Patricio Castañeda

Personal information
- Full name: Patricio Sebastián Castañeda Muñoz
- Date of birth: 2 February 1986 (age 39)
- Place of birth: Santiago, Chile
- Height: 1.80 m (5 ft 11 in)
- Position: Defender

Senior career*
- Years: Team / Apps / (Gls)
- 2009–2010: Cobreloa / 16 / (0)
- 2011: Dep. Antofagasta / 3 / (0)

= Patricio Castañeda =

Chilean footballer (born 1986)

Patricio Sebastián Castañeda Muñoz (born 2 February 1986) is a Chilean association football player.

== Career ==

He played for the lower divisions of C.D. Cobreloa, joining the club in 2004 and making his debut against C.D. Palestino in 2005. In 2006, he played for Cobreloa's "B" subsidiary in the Tercera A league. He played for Cobreloa in the Primera División for 16 games in 2009 and 2010.

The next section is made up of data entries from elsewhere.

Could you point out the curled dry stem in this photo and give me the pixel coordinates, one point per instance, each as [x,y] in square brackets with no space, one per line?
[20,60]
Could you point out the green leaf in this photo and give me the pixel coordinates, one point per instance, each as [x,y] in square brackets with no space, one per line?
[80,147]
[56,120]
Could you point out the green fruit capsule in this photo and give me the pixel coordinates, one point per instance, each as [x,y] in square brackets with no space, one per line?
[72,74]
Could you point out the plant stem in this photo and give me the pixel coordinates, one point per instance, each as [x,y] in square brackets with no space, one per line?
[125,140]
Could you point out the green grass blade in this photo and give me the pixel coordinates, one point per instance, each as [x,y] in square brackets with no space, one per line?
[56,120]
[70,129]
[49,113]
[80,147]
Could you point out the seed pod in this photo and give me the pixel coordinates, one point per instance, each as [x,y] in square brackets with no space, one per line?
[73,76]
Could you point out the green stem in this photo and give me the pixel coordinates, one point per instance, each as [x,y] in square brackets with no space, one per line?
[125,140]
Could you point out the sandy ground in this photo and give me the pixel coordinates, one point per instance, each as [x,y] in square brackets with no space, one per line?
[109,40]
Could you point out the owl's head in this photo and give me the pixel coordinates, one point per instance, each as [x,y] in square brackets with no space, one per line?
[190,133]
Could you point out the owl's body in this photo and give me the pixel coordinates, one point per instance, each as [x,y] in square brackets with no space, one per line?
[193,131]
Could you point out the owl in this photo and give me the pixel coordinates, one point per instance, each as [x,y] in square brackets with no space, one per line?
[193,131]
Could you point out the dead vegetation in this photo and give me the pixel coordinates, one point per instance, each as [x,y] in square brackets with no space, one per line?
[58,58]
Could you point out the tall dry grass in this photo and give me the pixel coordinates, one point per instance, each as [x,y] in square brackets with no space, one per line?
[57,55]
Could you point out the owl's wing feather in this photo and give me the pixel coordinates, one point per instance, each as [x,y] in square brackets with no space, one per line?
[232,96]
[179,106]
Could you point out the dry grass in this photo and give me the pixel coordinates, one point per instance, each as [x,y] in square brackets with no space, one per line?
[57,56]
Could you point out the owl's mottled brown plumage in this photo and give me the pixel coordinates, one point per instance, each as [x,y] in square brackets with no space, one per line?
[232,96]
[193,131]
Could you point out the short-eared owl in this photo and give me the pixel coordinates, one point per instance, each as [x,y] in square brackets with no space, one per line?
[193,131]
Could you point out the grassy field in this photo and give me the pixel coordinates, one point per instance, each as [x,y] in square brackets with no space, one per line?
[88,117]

In 2011, he was loaned to Deportes Antofagasta in the second-tier Primera B league. He played in two games of the 2011 Torneo Apertura, which the team won, and one game of the 2011 Torneo Clausura, where the team came in third place. The combined performances in the two tournaments earned the team the 2011 Annual Primera B league championship.